As part of this project, I looked at the Naïve Bayesian classification of questions based on response rate of questions in a travel survey. I also used Sequential Minimal Optimization Regression (SMOReg) model to predict the response rates of questions based on associated attributes. To apply the classification algorithm and to generate a regression model, I used Weka software developed by the University of Waikato in New Zealand.
One of the main objective for this project was to explore the software Weka to find out its possible applications for travel data. Both the regression model and classification generated by Weka were found to be fairly good as per root mean square error, F-measure and confusion matrix.

Christopher Kotfila

*IPython Notebook: Bridging the Programmer-Researcher divide to create modern tools for data analysis and reproducible computational science

Problem: When working on teams, with computationally intensive research methods such as data mining or large scale text analysis, researchers and programmers can feel like they're speaking two completely different languages. Programmers are usually tasked with obtaining, scrubbing, integrating and presenting data while scientists are concerned with exploring, modeling and interpreting that data. These two areas of concern can often be difficult to bridge leading to slow turn around time on analysis, incomplete understanding of the problem, and frustration on both sides of the divide. With the validity of a dataset, and a researchers reputation, hanging in the balance it is vital that both programmers and researchers can clearly and cleanly communicate their needs to each other.
How IPython Notebook Helps: IPython provides a natural interface that allows research team programmers to deliver custom agile analysis tools to researchers with a minimal amount of overhead. The IPython Notebook workflow allows for tight iteration and refinement of analysis tools. This builds confidence between researchers and programmers, helping to ensure that they are operating with a shared understanding. Finally the combined output of programmer and researcher, when working with the IPython Notebook, produces reproducible artifacts that can be easily distributed in online supplemental materials, providing real, practical solutions to the computational reproducibility crisis.

Carson Tao

Information Science in System Dynamics: A Review of the ISDC Bibliography

The Information Science and Information Special Interest Group (iSIG) wishes to understand its domain within the context of System Dynamics and how to advance its chosen field. To this end, the System Dynamics Society’s (SDS) bibliographic database is examined for titles and keywords relating to information science within SD. The Web of Science, a popular online publication database is also examined for references to encourage future SD works. The majority of articles in the SDS database come from two sources: The System Dynamics Review and the ISDC conference programs. There is little overlap between the SDS database and the Web of Science, as the latter does not generally index conference materials.
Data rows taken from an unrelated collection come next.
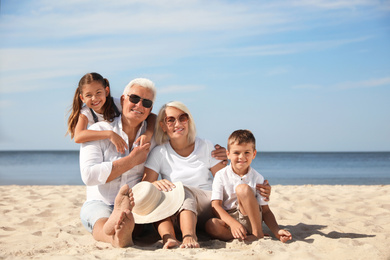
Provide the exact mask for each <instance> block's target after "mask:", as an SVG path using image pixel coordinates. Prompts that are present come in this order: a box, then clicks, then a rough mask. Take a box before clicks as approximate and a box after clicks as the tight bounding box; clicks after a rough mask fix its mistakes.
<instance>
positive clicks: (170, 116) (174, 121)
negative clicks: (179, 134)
mask: <svg viewBox="0 0 390 260" xmlns="http://www.w3.org/2000/svg"><path fill="white" fill-rule="evenodd" d="M188 119H189V117H188V114H187V113H184V114H181V115H180V116H179V117H178V118H175V117H173V116H168V117H166V118H165V120H164V121H165V124H167V126H173V125H174V124H175V122H176V120H179V122H180V123H183V124H184V123H187V122H188Z"/></svg>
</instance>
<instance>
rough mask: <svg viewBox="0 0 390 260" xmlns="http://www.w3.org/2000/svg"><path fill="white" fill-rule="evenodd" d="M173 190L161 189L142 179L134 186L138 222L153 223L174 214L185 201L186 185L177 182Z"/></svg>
mask: <svg viewBox="0 0 390 260" xmlns="http://www.w3.org/2000/svg"><path fill="white" fill-rule="evenodd" d="M174 185H175V186H176V188H174V189H172V190H171V191H160V190H158V189H157V188H156V186H154V185H153V184H152V183H150V182H148V181H142V182H140V183H137V184H136V185H135V186H134V187H133V188H132V191H133V197H134V207H133V210H132V212H133V216H134V220H135V223H136V224H146V223H153V222H157V221H160V220H163V219H165V218H167V217H170V216H172V215H173V214H175V213H176V211H178V210H179V208H180V207H181V205H182V204H183V201H184V187H183V184H182V183H181V182H175V183H174Z"/></svg>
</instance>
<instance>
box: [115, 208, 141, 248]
mask: <svg viewBox="0 0 390 260" xmlns="http://www.w3.org/2000/svg"><path fill="white" fill-rule="evenodd" d="M134 225H135V223H134V218H133V214H132V213H131V211H130V210H128V209H127V210H125V211H123V212H122V213H121V214H120V217H119V220H118V222H117V224H116V225H115V226H114V232H115V233H114V234H113V235H112V242H111V244H112V245H113V246H114V247H128V246H132V245H134V243H133V230H134Z"/></svg>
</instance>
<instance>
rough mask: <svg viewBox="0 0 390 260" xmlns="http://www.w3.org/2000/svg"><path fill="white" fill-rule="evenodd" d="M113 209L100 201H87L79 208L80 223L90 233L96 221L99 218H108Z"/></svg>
mask: <svg viewBox="0 0 390 260" xmlns="http://www.w3.org/2000/svg"><path fill="white" fill-rule="evenodd" d="M113 209H114V205H107V204H106V203H104V202H103V201H100V200H91V201H87V202H85V203H84V205H83V206H82V207H81V211H80V218H81V223H83V225H84V227H85V228H86V229H87V230H88V232H90V233H92V230H93V226H94V225H95V223H96V221H98V220H99V219H101V218H109V217H110V216H111V213H112V211H113Z"/></svg>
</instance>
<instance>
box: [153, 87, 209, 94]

This lack of overlap may limit the visibility of the Society’s database to those individuals who already know of its existence rather than persons new to the field. There are also gaps within the Society’s current database that limit its effectiveness when searching for items in the iSIG domain, as well as other areas of interest to the SD community. Changes to the submission system process are recommended to capture more meta-data and abstracts to increase the value of the database to the public.